On October 6, 2013, Abu-Zayedeh failed to yield to Allie and her grandmother as they crossed Main Street in Flushing with the signal. With Queens District Attorney Richard Brown declining to prosecute and a DMV judge offhandedly tossing the two tickets that had been issued to Abu-Zayedeh, the DMV safety hearing on January 6 was perhaps the last opportunity to hold him accountable for ending Allie Liao’s life.
Fuchs did not render a decision on the day of the hearing, but a DMV spokesperson told Gothamist that the judge revoked Abu-Zayedeh’s license on January 13. The length of the revocation has yet to be announced, reports Robbins.

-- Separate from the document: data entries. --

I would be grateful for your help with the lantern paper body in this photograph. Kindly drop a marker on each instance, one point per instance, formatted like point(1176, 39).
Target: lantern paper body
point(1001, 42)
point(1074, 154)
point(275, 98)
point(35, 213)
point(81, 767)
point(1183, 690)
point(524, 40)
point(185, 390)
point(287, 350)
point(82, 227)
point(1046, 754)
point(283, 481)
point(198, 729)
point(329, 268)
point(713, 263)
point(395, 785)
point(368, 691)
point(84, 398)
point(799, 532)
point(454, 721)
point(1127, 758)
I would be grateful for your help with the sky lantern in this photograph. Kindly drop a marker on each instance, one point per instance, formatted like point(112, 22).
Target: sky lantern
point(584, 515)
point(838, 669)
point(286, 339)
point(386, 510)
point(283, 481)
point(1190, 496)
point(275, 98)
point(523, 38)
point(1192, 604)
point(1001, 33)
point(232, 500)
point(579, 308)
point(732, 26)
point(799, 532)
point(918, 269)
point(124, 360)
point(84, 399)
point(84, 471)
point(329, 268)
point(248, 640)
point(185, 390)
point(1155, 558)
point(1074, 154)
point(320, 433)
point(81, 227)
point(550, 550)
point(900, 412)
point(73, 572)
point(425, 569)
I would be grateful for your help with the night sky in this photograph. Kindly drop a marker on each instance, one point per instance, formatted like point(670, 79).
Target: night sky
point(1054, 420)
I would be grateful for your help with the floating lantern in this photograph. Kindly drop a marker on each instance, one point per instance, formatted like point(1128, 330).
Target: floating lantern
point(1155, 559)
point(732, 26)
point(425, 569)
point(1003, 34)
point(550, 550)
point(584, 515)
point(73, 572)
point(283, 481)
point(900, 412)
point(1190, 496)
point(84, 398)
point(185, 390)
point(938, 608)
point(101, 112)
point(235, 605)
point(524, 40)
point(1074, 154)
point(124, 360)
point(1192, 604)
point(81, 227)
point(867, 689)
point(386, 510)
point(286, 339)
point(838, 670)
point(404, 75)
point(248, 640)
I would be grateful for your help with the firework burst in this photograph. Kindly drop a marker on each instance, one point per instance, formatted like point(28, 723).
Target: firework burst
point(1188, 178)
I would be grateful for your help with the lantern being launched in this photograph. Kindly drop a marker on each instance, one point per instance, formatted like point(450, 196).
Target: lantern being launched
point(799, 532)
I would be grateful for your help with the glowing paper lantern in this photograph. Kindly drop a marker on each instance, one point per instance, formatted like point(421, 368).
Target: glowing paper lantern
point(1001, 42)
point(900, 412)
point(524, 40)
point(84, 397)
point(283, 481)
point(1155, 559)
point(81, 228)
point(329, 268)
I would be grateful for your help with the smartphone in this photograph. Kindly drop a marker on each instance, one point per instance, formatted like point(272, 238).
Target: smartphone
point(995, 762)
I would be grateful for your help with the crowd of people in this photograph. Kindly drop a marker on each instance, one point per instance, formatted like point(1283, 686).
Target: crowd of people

Attorney Steve Vaccaro, who represents the Liaos, has been raising the profile of DMV safety hearings in a series of Streetsblog posts. He gave this statement in response to the DMV’s decision:
On behalf of the Liao family and the many others who have lost family members to traffic violence, I welcome the news that the New York State DMV has revoked the license of Ahmed Abu-Zayedeh, who struck and killed 3 year old Ally Liao in the crosswalk while she crossed with the right of way, hand-in-hand with her grandmother. This sanction cannot compensate for the harm caused — nothing can. But it affirms our shared understanding that driving is a privilege, not a right, to be forfeited when thoughtless or reckless acts cause grave harm.
Currently, DMV does not appear to be adhering to its policy of holding safety hearings within one year of a fatal crash. The hearing for Abu-Zayedeh happened 15 months after the crash that killed Allie Liao. The safety hearing to review the license of Leonardo Degianni, who killed cyclist Mathieu Lefevre more than three years ago, in October 2011, is scheduled for January 27. Even these delayed hearings may not have happened without public pressure from Vaccaro and victims’ families.
One of the planks in Families For Safe Streets’ DMV reform agenda is to hold these hearings promptly and transparently, with quarterly reports about outcomes. The decision to revoke Abu-Zayedeh’s license is a sign that these reforms matter and can keep dangerous drivers off the streets.